1. Her bir girişi bir sözcükle başlayan, belli bir sıraya, çoğu kez abecesel sıraya göre dizili, birbirinden bağımsız maddelerden oluşmuş öğretici yapıt. (Eşanl. LÜGAT.)
2. Bir yapıtın sonuna eklenen ve o yapıtta kullanılmış uzmanlık terimlerini veren liste.
—Bilş. Bir çeviri programında, simgesel adresler listesini ve bunların mutlak ya da aktarılabilir adreslerini basılı biçimde veren bölüm.

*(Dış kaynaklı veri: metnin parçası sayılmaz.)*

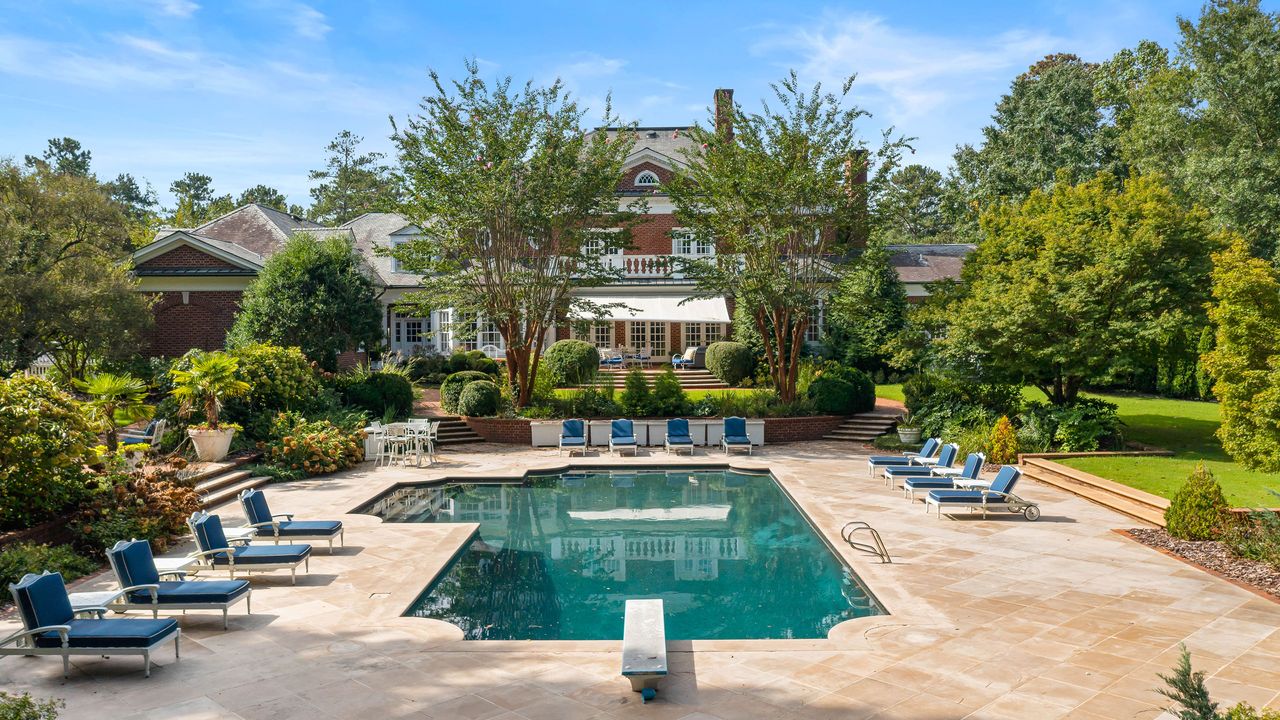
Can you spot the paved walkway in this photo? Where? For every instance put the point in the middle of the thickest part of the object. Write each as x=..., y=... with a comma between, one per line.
x=990, y=619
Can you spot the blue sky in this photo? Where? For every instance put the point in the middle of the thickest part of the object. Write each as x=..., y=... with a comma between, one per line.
x=252, y=91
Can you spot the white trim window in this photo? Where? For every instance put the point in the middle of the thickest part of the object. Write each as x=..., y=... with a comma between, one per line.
x=648, y=178
x=704, y=333
x=682, y=242
x=600, y=335
x=648, y=333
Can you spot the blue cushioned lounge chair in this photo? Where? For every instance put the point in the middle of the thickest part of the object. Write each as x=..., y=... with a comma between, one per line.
x=260, y=518
x=572, y=436
x=926, y=452
x=218, y=554
x=999, y=496
x=142, y=587
x=50, y=627
x=946, y=459
x=945, y=479
x=622, y=434
x=677, y=436
x=735, y=436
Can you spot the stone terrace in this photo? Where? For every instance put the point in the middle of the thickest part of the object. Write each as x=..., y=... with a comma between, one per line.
x=991, y=619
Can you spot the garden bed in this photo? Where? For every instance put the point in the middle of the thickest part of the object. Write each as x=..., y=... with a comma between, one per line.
x=1215, y=557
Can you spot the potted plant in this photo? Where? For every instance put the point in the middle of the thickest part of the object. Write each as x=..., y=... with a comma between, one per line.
x=908, y=432
x=206, y=383
x=115, y=401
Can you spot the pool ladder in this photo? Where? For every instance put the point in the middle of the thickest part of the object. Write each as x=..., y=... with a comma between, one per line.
x=876, y=546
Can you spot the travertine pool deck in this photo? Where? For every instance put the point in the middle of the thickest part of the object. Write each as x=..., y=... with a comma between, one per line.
x=991, y=619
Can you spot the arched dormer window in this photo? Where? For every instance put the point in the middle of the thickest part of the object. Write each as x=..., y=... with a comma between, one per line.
x=647, y=178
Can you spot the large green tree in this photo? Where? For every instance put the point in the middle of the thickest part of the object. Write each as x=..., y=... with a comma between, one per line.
x=63, y=287
x=315, y=295
x=1207, y=118
x=1246, y=359
x=1068, y=279
x=1050, y=121
x=777, y=192
x=351, y=182
x=517, y=201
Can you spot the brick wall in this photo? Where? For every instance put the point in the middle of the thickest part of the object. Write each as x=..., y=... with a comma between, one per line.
x=794, y=429
x=186, y=256
x=200, y=319
x=512, y=431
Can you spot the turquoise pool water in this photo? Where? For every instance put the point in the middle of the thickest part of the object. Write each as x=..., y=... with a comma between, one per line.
x=557, y=555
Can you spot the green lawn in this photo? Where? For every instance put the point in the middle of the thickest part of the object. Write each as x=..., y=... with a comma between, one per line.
x=1187, y=428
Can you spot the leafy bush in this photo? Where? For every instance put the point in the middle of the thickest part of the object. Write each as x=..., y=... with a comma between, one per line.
x=668, y=397
x=19, y=559
x=452, y=387
x=479, y=399
x=831, y=396
x=24, y=707
x=730, y=361
x=1002, y=449
x=636, y=400
x=379, y=393
x=314, y=446
x=1198, y=509
x=45, y=440
x=1083, y=425
x=128, y=505
x=570, y=363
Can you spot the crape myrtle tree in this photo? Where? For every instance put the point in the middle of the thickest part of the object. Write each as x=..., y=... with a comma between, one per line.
x=1068, y=279
x=517, y=205
x=777, y=192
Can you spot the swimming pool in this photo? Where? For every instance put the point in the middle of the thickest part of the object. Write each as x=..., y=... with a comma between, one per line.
x=558, y=554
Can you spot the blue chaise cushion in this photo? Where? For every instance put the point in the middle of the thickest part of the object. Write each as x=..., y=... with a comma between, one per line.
x=110, y=633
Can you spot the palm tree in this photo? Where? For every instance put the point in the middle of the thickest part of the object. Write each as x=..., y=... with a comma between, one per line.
x=210, y=378
x=115, y=401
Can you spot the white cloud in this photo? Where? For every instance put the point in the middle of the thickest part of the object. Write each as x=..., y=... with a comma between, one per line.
x=309, y=22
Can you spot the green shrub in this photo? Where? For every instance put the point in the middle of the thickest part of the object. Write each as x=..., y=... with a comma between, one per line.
x=636, y=400
x=668, y=397
x=570, y=363
x=452, y=387
x=379, y=393
x=45, y=438
x=479, y=399
x=831, y=396
x=1198, y=509
x=730, y=361
x=314, y=446
x=22, y=706
x=17, y=560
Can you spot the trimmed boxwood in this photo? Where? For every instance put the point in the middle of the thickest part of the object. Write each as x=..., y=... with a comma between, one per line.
x=570, y=363
x=730, y=361
x=479, y=399
x=452, y=387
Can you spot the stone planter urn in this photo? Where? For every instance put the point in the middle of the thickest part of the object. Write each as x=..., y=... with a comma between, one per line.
x=210, y=445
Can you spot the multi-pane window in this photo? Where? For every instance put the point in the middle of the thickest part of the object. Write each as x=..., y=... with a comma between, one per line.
x=648, y=333
x=703, y=333
x=682, y=242
x=600, y=335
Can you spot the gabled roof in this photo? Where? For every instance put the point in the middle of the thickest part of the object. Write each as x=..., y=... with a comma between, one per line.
x=228, y=253
x=255, y=227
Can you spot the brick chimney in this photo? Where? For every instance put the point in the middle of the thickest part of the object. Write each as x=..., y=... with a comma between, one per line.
x=725, y=112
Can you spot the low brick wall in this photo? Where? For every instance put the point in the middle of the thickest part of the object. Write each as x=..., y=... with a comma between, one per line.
x=795, y=429
x=513, y=431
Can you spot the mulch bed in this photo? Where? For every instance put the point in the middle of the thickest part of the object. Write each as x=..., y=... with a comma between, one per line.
x=1215, y=557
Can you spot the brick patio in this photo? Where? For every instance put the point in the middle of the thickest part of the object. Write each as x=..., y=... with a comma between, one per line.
x=990, y=619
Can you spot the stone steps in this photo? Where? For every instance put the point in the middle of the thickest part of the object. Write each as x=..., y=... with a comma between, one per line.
x=1107, y=493
x=864, y=427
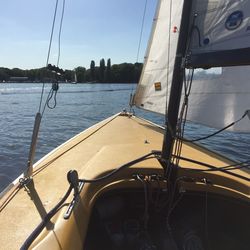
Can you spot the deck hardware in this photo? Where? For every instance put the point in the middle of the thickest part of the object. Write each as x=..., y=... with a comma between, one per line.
x=24, y=182
x=77, y=185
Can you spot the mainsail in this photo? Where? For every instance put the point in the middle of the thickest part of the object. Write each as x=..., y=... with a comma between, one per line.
x=219, y=98
x=219, y=34
x=156, y=79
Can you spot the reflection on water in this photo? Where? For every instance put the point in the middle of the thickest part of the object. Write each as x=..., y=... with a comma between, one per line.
x=78, y=107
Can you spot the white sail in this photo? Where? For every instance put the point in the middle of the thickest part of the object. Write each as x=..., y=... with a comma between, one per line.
x=220, y=26
x=156, y=78
x=218, y=99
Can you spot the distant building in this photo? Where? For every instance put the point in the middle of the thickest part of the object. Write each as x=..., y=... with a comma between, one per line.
x=18, y=79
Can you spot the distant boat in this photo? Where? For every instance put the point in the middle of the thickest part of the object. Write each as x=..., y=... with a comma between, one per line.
x=136, y=185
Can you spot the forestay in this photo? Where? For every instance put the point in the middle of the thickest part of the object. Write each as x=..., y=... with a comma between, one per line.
x=156, y=78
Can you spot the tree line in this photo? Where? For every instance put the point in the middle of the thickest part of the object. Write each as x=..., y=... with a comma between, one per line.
x=103, y=73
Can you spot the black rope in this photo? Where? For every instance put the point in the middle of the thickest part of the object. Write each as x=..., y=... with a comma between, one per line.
x=126, y=165
x=59, y=35
x=217, y=132
x=52, y=212
x=224, y=169
x=45, y=220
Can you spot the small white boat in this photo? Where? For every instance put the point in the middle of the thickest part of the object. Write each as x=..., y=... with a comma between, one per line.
x=127, y=183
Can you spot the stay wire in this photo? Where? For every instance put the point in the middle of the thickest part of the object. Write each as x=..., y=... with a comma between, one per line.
x=131, y=102
x=141, y=32
x=59, y=35
x=49, y=49
x=55, y=86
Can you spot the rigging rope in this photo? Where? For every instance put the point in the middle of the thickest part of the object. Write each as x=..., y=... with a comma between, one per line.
x=48, y=55
x=131, y=101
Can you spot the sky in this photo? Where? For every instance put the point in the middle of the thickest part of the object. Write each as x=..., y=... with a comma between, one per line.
x=92, y=30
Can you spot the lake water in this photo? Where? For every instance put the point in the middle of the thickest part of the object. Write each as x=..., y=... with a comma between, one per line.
x=78, y=107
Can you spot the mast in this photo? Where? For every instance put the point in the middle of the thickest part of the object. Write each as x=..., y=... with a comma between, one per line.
x=176, y=90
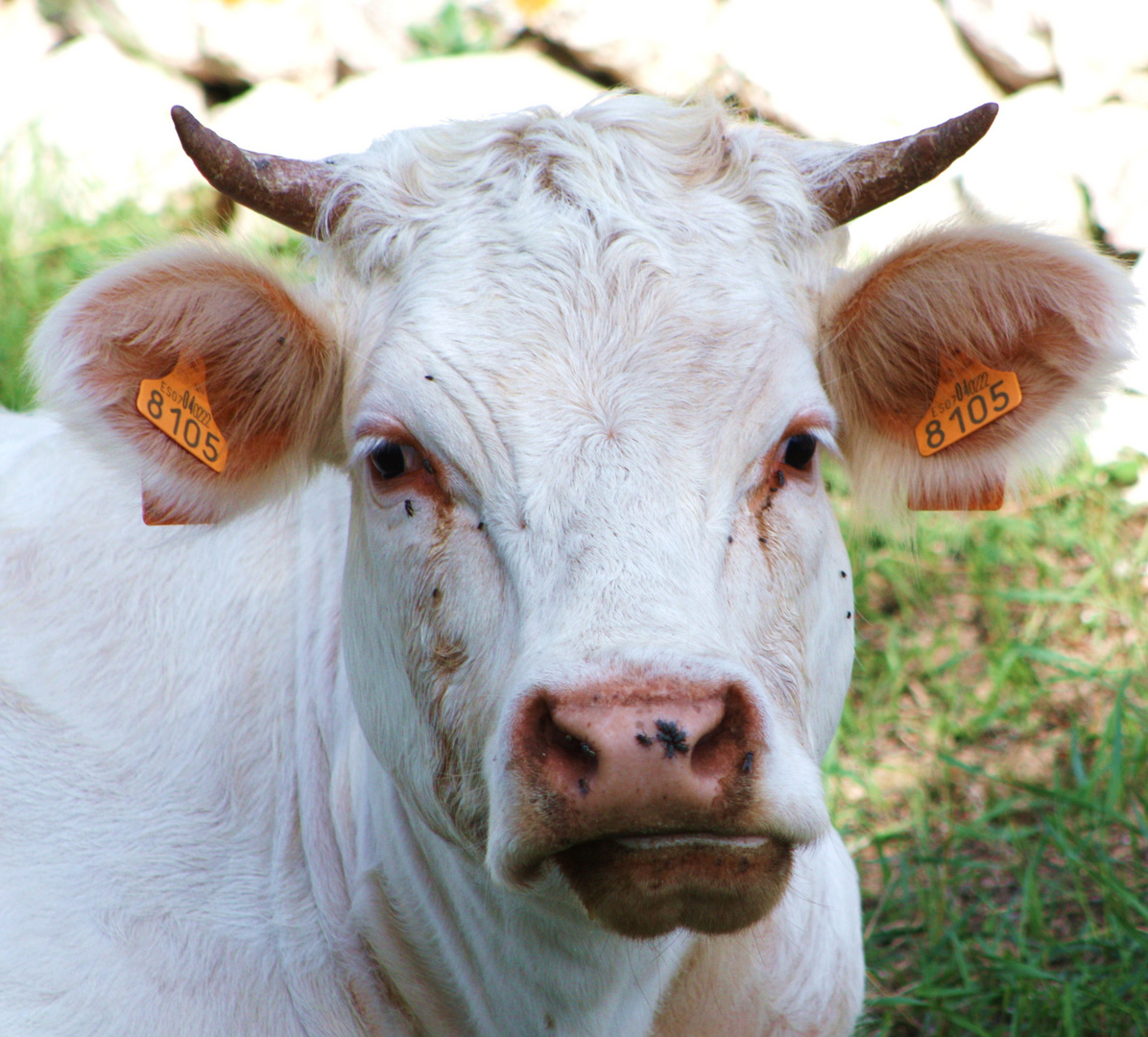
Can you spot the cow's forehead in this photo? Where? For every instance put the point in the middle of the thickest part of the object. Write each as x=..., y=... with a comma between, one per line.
x=585, y=278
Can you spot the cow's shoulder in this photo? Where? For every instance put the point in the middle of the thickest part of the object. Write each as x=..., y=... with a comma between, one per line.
x=146, y=680
x=797, y=973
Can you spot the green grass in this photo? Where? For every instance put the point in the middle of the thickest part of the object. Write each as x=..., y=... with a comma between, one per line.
x=991, y=772
x=45, y=250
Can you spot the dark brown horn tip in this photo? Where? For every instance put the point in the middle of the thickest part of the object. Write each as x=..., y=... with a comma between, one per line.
x=874, y=175
x=284, y=189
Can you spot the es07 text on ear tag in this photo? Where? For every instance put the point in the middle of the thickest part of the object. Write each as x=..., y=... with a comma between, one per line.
x=177, y=404
x=969, y=396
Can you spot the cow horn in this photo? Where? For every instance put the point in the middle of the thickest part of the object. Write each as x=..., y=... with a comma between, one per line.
x=879, y=173
x=286, y=189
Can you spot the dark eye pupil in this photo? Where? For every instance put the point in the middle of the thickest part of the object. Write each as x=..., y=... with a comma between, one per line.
x=800, y=450
x=390, y=461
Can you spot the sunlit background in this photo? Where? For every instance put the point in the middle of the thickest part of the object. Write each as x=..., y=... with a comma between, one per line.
x=992, y=767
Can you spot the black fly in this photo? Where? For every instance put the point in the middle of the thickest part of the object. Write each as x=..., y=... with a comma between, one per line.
x=672, y=737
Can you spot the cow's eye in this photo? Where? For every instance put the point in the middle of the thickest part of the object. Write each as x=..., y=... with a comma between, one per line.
x=800, y=450
x=391, y=461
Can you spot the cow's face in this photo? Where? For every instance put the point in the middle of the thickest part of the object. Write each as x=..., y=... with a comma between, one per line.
x=596, y=596
x=581, y=374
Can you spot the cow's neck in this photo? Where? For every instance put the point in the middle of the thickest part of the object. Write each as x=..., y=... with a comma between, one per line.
x=467, y=956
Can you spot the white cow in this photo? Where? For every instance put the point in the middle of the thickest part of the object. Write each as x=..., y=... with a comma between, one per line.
x=485, y=690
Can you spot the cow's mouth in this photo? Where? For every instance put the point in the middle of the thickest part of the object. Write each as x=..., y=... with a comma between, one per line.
x=644, y=884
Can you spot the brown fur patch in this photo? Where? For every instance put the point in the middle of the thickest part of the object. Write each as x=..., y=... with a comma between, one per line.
x=273, y=374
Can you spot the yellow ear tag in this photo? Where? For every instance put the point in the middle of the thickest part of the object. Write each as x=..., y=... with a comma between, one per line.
x=177, y=404
x=969, y=396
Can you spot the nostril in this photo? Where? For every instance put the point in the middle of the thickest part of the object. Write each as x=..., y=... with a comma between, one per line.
x=567, y=752
x=726, y=748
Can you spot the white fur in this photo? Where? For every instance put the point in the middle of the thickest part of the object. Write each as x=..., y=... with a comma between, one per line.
x=222, y=752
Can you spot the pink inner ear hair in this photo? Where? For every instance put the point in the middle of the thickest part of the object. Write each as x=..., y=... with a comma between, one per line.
x=270, y=373
x=1012, y=299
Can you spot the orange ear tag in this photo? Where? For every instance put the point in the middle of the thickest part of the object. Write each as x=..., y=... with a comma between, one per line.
x=969, y=397
x=177, y=404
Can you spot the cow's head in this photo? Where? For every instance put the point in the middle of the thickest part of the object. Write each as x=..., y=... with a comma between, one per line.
x=581, y=373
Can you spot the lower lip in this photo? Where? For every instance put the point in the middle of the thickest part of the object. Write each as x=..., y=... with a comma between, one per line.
x=691, y=841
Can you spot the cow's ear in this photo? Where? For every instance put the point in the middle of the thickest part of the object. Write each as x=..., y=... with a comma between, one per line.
x=194, y=333
x=956, y=310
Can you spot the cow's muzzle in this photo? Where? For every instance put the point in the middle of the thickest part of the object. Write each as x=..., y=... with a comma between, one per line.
x=642, y=792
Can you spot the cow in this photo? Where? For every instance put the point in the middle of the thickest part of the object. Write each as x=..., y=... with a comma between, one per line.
x=468, y=668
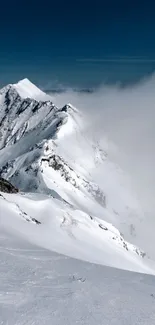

—ANSİKL Didaktik amaçlarına göre tek dilli ve ikidilli (kimi zaman çokdilli) diye ayrılan sözlükler çeviri araçlarıdır (yaşayan ya da ölü bir yabancı dil, bir dilin lehçesel, toplumsal argo ya da tarihsel değişkesi). Bu sözlükler arasındaki dil sözlükleriyle (sözcük sözlükleri de denir) ansiklopedik sözlükler birbirlerinden ayrılır. Birinci türden sözlükler sözcük üstüne bilgi verir: söyleniş biçimi, tarihi (kökenbilimi ve tarihlemeleri), hangi dil düzeyinde yer aldığı, tanımı, söylemdeki kullanımları (sözlükçünün uydurduğu ya da edebiyattan aktardığı örnekler) ikinci türden sözlükler özel adları da ele alırlar ve cins adları için de tanıma sözcükle anlatılan kavrama ilişkin daha ayrıntılı betimlemeler ekler. Genel sözlüklerin yanı sıra uzmanlık sözlükleri de çok çeşitli alanlara ilişkin olabilir: dilsel amaçlı (eşadlılık sözlüğü, örneksemeli sözlük, kökenbilim sözlüğü vb.) ya da belli bir sanat dalına, bilime ya da tekniğe (psikoloji, bilişim, sinema, edebiyat vb) ilişkin olarak ansiklopedik sözlük diye nitelendirilir.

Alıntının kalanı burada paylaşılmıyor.